Wow! What the Jump in U.S. Growth Means

This morning’s revision to the third-quarter number for U.S. economic growth is consequential in four important ways.

Spending is what the recovery looks like.

Photographer: Luke Sharrett/Bloomberg

This morning’s “wow” revision to the third-quarter number for U.S. economic growth  -- from the prior estimate of 3.9 percent to 5 percent -- is consequential in four important ways:

First, the jump in GDP growth signals a broadening of what had been a timid U.S. recovery. Coming on the heels of the strong second-quarter 4.6 percent bounce back and the impressive November monthly jobs gain (321,000 -- another wow number), the third-quarter revision confirms a solid recovery is finally taking hold. The strengthening growth dynamics aren't without qualification: Today’s disappointing estimate for durable goods is a reminder of how much residual healing is still ahead. But the growth engines are becoming a lot stronger and more widespread, and they will benefit from more engagement by corporations with healthy balance sheets and lots of idle cash.

Second, the growth number will strengthen the Federal Reserve's resolve to start raising interest rates in the middle of 2015. Having declared in October that it is totally exiting from its policy of quantitative easing, the Fed has been struggling with what to do next and when. With this latest number in the bag, look for the central bank at the January meeting of its Federal Open Market Committee to signal more decisive action, setting the stage for the initiation of rate increases by summer's end at the latest. This will be a gradual and measured cycle, with the terminal rate likely to rest below the historical 4 percent average.

Third, the GDP figure highlights the global divergence in growth and policies. The strength of the U.S. economy stands in stark contrast to what is happening in the euro zone and Japan. The resulting divergence will be accompanied by opposing monetary-policy responses, pushing the dollar’s exchange rate higher and producing greater price volatility for other segments of the financial markets.
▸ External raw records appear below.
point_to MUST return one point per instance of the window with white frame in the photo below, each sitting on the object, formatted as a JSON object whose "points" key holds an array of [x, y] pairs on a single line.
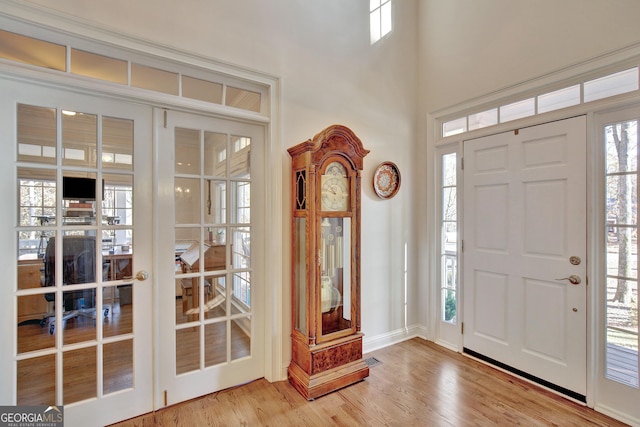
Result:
{"points": [[380, 19], [448, 238]]}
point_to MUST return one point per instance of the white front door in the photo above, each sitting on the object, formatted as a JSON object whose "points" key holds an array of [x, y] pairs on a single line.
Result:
{"points": [[525, 252], [76, 322], [210, 258]]}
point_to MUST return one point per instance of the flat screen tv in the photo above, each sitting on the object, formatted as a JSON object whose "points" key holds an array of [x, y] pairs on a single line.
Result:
{"points": [[74, 188]]}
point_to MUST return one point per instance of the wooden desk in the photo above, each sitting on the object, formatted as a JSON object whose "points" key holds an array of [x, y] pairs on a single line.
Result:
{"points": [[214, 259], [120, 264], [30, 276]]}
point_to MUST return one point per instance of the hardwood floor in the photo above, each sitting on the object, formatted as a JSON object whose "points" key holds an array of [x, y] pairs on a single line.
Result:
{"points": [[417, 384]]}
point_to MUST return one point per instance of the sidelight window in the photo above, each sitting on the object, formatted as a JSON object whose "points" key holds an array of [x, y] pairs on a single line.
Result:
{"points": [[621, 141]]}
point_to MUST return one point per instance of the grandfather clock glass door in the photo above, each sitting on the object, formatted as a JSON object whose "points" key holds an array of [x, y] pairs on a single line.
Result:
{"points": [[212, 198], [80, 232]]}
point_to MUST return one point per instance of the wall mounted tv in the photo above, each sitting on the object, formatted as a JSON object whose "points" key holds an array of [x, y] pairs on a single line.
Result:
{"points": [[75, 188]]}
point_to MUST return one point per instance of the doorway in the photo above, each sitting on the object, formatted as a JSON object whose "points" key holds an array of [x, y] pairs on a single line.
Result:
{"points": [[80, 323], [525, 252], [211, 198]]}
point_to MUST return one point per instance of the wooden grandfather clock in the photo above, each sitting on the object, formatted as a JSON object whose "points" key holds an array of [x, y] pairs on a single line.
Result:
{"points": [[326, 337]]}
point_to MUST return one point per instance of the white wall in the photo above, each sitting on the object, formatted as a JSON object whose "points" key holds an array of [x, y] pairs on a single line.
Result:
{"points": [[472, 48], [469, 49], [330, 74]]}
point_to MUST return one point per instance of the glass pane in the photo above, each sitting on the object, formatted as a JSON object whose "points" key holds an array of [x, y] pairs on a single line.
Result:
{"points": [[335, 286], [189, 309], [449, 169], [517, 110], [37, 192], [118, 366], [215, 341], [32, 331], [187, 200], [621, 208], [98, 66], [79, 374], [613, 84], [622, 332], [119, 302], [215, 297], [215, 211], [300, 274], [117, 207], [78, 259], [449, 203], [241, 247], [78, 317], [241, 302], [483, 119], [187, 151], [374, 25], [215, 253], [37, 134], [558, 99], [37, 380], [449, 238], [201, 89], [117, 143], [622, 252], [240, 200], [454, 127], [240, 158], [187, 349], [240, 338], [215, 154], [622, 145], [241, 98], [154, 79], [449, 305], [79, 138], [32, 51]]}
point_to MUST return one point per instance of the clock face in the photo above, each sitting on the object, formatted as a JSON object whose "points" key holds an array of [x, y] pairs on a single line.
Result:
{"points": [[335, 191]]}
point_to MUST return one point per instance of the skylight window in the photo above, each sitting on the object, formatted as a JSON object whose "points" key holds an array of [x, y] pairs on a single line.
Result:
{"points": [[380, 19]]}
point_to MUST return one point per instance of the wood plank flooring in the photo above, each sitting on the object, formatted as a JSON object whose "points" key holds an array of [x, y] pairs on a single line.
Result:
{"points": [[418, 383]]}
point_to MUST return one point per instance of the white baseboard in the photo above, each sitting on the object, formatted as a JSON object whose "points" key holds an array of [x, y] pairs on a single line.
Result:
{"points": [[625, 418], [370, 344]]}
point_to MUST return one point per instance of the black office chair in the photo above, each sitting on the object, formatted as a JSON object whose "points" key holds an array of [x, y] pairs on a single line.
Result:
{"points": [[78, 266]]}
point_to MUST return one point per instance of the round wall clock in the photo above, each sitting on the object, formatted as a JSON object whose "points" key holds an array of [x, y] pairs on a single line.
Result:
{"points": [[386, 180]]}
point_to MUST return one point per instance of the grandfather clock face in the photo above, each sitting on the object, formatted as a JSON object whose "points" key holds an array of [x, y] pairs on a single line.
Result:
{"points": [[335, 188]]}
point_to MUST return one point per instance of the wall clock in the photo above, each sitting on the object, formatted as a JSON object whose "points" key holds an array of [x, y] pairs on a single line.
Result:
{"points": [[386, 180]]}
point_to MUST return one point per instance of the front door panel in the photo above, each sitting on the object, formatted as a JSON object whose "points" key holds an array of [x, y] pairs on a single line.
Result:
{"points": [[524, 220]]}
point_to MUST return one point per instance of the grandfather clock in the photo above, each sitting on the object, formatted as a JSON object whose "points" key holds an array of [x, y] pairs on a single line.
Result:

Finally, the risks to future U.S. growth are what economists call external and exogenous. With the U.S. growth drivers developing deeper and wider roots, the main impediments to economic "liftoff" are now concentrated in two areas. First is the weak growth in the rest of the world -- conditions worsened by the geopolitical shocks from Russia. Second is the possibility of either a market accident -- because investors have become overly reliant on the Fed's prolonged loose policies -- or a dislocation arising from a policy mistake -- because central banks have been carrying too much of the burden for too long.

This column does not necessarily reflect the opinion of Bloomberg View's editorial board or Bloomberg LP, its owners and investors.